Beginning in late December, all PAWS cats and dogs have been injected with a rice grain-sized microchip. When scanned with a microchip-sensing wand, the chip reveals a unique number that can help reunite the animal with his or her original guardian. It’s sort of like a collar and tag that never gets lost.

"We always joke that the strays that come to PAWS are the cleanest strays in the world," says shelter supervisor Eric Ofsthus. "Because they never seem to come in with collars on, and if their guardian does show up, they invariably tell us that they had just washed their dog or cat and had forgotten to put the collar back on."

PAWS, like all other shelters, struggles with a crushing "RTO" or Return-To-Owner rate.

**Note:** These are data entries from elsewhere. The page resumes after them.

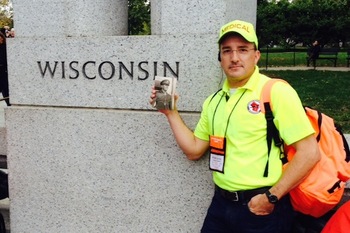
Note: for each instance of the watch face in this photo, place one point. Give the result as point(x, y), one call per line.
point(272, 198)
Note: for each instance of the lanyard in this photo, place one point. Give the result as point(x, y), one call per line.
point(228, 119)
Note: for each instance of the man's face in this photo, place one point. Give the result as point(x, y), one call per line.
point(165, 87)
point(238, 59)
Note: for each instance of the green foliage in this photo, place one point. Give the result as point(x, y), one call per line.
point(302, 21)
point(6, 14)
point(139, 17)
point(323, 90)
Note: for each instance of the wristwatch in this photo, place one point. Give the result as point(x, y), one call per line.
point(272, 198)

As the municipal shelter for Lynnwood and parts of unincorporated Snohomish County, PAWS receives around 2,000 stray animals a year. Tragically, only 60% of the stray dogs that come to PAWS are ever returned to their original guardian. But even more frustrating is that only 2% of cats that come to PAWS as strays are ever returned to their original families. And the national average is only 1%.

The PAWS microchip program hopes to make a serious dent in this problem locally.

When an animal is adopted, the new guardian family will be given paperwork to be filled out and sent to Home Again, the chip manufacturer. If the animal is ever lost, most vets and shelter have the scanners to be able to identify the number contained in the chip. The vet or shelter staffer can call a toll-free number and find out who the animal’s family is.

The chips cost PAWS $10 each, and will cost PAWS close to $20,000 dollars each year. PAWS has raised its adoption rates by $5 to partially cover the costs of the program.